The military still pays the in-state rate, but the difference that military members have to pay adds up quickly.
Take UNF for example: students with Florida residency pay $170 per credit hour ... students without it pay $652. That's $482 military members are paying out of pocket.
"It was a slap in the face," said Karen Brazda.
Brazda scrambled to make up $8,000 in out-of-state tuition.
She got a letter late last year telling her the GI bill she earned while serving two tours of duty in Iraq would no longer cover out-of-state tuition.
Already enrolled in UNF for biomedical science, she couldn't imagine sitting out for a year to get residency in Florida.
"After I got out of the military, I came here because I liked the area, I liked the place, and they had better schools here," she said.
She was stationed in Jacksonville with the Navy in 2003, and knew she wanted come back.

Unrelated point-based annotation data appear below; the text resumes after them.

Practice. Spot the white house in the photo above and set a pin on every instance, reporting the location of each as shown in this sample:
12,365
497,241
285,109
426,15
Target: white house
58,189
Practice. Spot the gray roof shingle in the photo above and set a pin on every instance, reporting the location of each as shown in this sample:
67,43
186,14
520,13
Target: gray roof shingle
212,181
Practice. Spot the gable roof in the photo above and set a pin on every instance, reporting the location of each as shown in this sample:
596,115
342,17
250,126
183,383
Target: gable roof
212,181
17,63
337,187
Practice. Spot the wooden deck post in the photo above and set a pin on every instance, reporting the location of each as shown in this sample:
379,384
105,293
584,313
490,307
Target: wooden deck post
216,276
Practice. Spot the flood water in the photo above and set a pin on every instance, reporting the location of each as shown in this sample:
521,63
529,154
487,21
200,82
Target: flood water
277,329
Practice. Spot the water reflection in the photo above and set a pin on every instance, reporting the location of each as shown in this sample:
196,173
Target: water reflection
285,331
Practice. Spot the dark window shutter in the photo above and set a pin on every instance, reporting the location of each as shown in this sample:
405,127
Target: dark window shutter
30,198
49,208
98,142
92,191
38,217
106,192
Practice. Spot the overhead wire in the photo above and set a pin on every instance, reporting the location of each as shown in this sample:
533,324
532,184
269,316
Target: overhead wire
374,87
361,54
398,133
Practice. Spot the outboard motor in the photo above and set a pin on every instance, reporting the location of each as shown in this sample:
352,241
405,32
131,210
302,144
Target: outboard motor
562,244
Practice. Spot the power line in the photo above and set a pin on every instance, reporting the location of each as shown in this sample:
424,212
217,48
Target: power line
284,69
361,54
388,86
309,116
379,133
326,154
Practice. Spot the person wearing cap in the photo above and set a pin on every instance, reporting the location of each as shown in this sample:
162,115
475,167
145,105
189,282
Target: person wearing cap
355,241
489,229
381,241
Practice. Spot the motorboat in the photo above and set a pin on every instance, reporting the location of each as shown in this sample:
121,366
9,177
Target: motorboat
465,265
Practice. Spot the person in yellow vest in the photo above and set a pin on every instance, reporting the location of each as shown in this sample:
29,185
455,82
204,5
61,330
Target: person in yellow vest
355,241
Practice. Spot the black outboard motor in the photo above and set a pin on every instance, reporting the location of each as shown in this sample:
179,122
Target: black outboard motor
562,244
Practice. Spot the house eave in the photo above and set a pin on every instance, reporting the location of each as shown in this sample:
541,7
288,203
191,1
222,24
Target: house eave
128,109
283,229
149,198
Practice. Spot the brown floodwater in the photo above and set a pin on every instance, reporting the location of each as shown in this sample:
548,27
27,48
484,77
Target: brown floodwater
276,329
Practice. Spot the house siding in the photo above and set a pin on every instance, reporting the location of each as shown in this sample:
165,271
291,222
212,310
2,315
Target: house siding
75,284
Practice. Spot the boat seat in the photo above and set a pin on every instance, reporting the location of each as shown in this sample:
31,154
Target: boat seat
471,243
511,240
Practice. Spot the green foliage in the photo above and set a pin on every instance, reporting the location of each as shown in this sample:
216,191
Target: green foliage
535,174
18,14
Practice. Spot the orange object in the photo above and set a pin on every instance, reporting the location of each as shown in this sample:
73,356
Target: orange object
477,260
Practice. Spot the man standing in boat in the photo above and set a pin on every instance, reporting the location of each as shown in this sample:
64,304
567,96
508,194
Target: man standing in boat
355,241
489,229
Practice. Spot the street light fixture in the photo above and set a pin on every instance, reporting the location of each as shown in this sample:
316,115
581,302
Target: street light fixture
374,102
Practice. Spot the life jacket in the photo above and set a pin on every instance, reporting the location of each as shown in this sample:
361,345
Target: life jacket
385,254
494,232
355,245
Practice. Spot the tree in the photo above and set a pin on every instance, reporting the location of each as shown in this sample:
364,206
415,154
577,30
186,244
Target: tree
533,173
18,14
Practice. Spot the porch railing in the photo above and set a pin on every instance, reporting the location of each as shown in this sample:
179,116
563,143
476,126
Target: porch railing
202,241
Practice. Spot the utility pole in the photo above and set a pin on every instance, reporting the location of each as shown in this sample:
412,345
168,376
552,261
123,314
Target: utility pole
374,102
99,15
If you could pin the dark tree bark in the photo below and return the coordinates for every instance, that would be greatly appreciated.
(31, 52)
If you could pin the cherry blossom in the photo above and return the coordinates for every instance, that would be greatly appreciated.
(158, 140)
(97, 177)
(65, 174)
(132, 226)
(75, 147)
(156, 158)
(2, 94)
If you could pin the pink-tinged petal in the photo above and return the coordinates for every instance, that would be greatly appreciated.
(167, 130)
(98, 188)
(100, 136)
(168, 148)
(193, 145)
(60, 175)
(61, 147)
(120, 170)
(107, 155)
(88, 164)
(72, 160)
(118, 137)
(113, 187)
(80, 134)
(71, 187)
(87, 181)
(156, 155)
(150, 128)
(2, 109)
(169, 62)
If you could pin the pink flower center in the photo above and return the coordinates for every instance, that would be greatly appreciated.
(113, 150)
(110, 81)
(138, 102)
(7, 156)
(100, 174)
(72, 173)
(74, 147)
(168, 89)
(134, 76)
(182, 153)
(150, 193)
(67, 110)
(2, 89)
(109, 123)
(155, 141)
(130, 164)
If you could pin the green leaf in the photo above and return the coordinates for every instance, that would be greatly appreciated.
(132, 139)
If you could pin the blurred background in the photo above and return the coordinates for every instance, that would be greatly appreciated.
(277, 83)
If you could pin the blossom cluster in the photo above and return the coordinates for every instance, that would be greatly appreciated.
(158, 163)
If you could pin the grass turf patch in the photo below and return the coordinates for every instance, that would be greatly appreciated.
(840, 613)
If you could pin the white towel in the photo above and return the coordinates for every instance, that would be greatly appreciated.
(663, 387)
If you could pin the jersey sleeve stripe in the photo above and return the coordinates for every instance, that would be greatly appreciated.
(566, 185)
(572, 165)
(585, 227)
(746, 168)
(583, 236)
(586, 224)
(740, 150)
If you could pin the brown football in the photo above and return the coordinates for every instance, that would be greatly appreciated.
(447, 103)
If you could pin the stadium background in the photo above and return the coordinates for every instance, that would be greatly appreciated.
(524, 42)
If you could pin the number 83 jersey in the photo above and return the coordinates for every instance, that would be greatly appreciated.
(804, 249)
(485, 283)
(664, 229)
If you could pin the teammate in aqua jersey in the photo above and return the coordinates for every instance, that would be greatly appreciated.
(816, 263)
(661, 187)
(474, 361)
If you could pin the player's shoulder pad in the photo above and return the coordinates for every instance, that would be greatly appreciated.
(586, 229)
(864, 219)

She said the promise of an education kept her going.
"Once you get started on what we've earned, they rip it away from you," she said.
When the VA announced it would no longer pay the out-of-state rate, seven states stepped up to cover the difference. Florida is not one of them.

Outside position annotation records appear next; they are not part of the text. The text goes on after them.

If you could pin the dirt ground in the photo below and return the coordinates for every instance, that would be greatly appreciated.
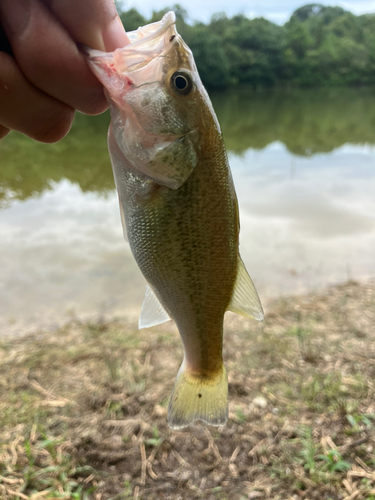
(83, 409)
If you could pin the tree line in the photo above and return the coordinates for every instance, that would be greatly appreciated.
(319, 46)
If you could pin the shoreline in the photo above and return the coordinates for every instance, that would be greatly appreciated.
(83, 409)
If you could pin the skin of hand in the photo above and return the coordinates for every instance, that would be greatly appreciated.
(44, 77)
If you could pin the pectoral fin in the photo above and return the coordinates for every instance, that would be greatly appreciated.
(152, 312)
(245, 300)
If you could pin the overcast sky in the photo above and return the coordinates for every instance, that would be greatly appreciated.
(275, 10)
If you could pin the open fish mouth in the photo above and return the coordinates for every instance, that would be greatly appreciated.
(146, 43)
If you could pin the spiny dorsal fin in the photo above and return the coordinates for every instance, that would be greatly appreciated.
(152, 312)
(245, 300)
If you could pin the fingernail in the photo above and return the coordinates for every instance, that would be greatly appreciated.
(114, 37)
(15, 15)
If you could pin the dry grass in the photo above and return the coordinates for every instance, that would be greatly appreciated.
(83, 410)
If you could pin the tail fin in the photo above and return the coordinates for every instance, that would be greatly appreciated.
(198, 397)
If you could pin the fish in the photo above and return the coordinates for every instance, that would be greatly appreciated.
(178, 208)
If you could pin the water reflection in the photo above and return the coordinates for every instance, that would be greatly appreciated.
(306, 122)
(304, 168)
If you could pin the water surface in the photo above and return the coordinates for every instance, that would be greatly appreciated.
(304, 167)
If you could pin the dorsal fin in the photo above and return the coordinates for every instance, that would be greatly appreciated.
(152, 312)
(245, 300)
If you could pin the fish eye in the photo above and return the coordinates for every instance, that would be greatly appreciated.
(182, 82)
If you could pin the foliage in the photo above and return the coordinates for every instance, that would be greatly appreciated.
(318, 46)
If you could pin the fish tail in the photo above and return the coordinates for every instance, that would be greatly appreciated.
(198, 397)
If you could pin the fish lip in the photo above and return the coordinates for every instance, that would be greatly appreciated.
(161, 27)
(137, 39)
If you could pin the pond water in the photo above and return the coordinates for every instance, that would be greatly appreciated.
(304, 167)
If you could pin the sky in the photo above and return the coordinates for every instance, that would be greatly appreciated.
(274, 10)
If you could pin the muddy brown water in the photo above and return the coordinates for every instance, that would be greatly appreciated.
(304, 167)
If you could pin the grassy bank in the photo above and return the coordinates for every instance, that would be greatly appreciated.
(83, 409)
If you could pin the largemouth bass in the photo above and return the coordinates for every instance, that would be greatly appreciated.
(178, 207)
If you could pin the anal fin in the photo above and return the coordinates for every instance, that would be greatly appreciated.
(245, 300)
(152, 312)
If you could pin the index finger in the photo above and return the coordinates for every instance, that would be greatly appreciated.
(94, 23)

A bill filed in the Florida Senate would extend residency to honorably discharged veterans, but some opponents argue it would be too expensive to give them the tuition break.
At this point, it doesn't matter to Karen.
By the time they pass the bill, she will have graduated, and she's not getting that money back.
"You just feel kind of abandoned," she said.
State schools may soon be forced to offer in-state tuition to veterans.
A bill working its way through the legislature in D.C. would mandate that state schools offer the lower rate.
But for now, veterans are paying the difference.